One interesting thing I learnt at this meeting on Saturday is a small but significant change to ballot papers.
Previously if you were know as something different to your official name it would appear on the ballot paper as (for example)
Anthony Wedgewood-Benn
commonly known as Tony Benn
But now it will only show what you are commonly known as. I guess this is handy for anyone who has an embarrassing real name that nobody else knows, so that all the neighbours come up after polling day and say “I always assumed Al was short for Alan and not Algernon!”
My mind wandered a bit. Presumably someone like Sting could now appear on the ballot paper as just “Sting” but I do wonder how far it can go. What counts as ‘being know as”?

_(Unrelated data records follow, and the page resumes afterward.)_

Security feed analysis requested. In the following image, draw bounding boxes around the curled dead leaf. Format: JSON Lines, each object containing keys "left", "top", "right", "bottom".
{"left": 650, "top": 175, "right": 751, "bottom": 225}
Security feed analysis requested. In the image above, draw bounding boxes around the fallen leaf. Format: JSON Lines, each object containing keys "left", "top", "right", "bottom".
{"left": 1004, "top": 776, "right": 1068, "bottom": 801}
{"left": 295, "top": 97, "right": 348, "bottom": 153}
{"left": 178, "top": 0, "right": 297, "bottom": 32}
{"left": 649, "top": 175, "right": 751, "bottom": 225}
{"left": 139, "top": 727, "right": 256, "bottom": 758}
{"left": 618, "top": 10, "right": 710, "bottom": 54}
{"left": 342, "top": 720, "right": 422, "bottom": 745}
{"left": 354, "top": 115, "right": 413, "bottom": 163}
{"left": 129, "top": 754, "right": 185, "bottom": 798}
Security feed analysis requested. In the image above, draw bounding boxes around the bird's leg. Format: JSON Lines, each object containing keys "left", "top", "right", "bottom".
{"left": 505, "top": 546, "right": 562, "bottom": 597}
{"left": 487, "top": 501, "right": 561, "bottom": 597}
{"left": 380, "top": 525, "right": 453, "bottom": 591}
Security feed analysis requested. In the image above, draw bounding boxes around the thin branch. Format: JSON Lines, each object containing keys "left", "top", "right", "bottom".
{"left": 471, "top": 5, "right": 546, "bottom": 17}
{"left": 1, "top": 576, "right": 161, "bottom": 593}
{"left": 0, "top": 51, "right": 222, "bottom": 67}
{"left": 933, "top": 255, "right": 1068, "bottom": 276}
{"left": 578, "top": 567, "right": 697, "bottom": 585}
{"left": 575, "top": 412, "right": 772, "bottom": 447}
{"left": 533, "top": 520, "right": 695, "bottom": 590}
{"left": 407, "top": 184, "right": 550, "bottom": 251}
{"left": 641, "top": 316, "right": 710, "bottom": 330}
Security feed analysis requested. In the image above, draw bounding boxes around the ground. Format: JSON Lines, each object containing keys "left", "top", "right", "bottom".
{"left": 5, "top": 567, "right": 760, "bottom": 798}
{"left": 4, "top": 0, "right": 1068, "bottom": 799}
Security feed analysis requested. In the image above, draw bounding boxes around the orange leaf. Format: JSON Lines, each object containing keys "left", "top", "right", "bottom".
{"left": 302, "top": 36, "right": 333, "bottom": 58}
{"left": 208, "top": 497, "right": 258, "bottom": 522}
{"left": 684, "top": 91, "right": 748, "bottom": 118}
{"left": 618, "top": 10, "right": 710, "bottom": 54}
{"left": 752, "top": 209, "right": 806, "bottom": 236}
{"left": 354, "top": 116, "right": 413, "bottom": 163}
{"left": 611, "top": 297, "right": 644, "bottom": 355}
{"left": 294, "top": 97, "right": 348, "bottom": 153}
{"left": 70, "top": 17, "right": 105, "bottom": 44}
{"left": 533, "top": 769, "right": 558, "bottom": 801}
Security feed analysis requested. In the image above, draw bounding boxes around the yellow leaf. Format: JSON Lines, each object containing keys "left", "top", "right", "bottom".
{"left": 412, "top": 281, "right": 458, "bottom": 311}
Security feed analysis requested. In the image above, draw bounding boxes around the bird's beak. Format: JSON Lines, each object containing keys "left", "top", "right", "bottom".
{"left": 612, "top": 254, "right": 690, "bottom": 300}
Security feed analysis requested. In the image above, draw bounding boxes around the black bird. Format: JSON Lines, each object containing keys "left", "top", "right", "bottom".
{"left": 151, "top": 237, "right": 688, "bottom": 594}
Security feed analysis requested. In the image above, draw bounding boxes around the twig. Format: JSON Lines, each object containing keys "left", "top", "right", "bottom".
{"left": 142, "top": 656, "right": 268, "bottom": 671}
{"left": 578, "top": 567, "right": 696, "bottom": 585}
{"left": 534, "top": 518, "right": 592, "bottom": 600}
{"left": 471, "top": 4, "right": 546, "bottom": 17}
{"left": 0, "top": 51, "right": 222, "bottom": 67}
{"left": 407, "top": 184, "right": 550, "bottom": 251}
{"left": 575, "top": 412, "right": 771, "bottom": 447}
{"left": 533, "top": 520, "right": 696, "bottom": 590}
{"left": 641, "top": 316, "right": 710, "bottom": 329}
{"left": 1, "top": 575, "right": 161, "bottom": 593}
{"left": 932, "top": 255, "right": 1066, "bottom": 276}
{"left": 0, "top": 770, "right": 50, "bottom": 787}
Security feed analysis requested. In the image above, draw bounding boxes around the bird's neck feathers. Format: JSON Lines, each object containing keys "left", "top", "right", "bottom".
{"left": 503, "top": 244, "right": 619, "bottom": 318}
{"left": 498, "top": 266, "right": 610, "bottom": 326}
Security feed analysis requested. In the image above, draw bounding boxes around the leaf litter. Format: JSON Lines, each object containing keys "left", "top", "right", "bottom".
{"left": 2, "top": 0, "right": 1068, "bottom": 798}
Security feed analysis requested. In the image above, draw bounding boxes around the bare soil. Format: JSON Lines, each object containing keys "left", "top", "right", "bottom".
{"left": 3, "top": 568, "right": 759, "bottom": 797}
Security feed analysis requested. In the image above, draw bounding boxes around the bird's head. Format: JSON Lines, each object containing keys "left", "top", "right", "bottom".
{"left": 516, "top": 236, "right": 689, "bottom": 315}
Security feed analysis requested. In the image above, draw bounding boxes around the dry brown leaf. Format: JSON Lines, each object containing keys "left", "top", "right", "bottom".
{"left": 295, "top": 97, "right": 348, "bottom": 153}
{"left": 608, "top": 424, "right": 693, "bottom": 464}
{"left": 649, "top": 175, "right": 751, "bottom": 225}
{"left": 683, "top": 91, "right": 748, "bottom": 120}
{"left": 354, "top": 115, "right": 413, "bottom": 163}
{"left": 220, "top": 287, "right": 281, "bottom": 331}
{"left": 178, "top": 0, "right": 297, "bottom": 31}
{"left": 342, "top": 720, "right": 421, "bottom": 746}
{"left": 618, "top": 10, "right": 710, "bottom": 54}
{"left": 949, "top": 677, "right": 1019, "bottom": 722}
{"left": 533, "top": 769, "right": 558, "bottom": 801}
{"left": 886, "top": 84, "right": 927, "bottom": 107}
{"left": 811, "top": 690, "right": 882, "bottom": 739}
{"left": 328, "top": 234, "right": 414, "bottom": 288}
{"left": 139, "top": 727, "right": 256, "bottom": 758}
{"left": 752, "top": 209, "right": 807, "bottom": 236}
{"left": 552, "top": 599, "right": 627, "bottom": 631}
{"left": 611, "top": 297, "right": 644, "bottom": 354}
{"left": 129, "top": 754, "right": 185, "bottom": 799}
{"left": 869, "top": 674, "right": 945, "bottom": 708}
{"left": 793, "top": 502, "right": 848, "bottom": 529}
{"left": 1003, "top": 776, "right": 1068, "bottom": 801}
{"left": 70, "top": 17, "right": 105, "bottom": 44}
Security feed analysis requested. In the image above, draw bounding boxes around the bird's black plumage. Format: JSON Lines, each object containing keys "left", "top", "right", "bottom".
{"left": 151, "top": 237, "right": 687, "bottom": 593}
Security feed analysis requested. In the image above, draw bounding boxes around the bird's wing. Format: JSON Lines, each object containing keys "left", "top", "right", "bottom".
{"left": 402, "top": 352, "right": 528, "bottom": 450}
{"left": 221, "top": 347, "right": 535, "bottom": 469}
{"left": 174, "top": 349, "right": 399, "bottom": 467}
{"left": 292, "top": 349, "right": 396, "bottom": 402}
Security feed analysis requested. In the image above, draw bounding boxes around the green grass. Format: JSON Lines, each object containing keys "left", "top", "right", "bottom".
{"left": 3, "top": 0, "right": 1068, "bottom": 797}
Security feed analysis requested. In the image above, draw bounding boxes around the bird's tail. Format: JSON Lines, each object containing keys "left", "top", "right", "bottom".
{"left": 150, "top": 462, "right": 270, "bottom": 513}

So I got to thinking about people who have become reasonably well-known through blogging. Would it be possible for Paul Staines, for example, to go on a ballot paper as just “Guido Fawkes“? Wouldn’t it be great to get in a polling booth and be faced with the chance to vote for someone just called Pootergeek or Recess Monkey?
Next time he is up for election I think Kerron should take the plunge and actually have “The voice of the delectable left” on the paper instead of his name.
Gordon Seekings // Mar 26, 2007 at 12:40 pm
I think there is a great deal of amusement to be had from this even under the old rules. A Councillor aquaintance of mine in Pendle is reputed to have given his name at the last election he stood in as Tony Greaves – and then gave the “commonly known as” name as the Lord Greaves of Winewall in the County of Lancashire…… That to me is a whole new definition of common!
Skuds // Mar 26, 2007 at 11:35 pm
its a whole new definition of ‘amusement’ too!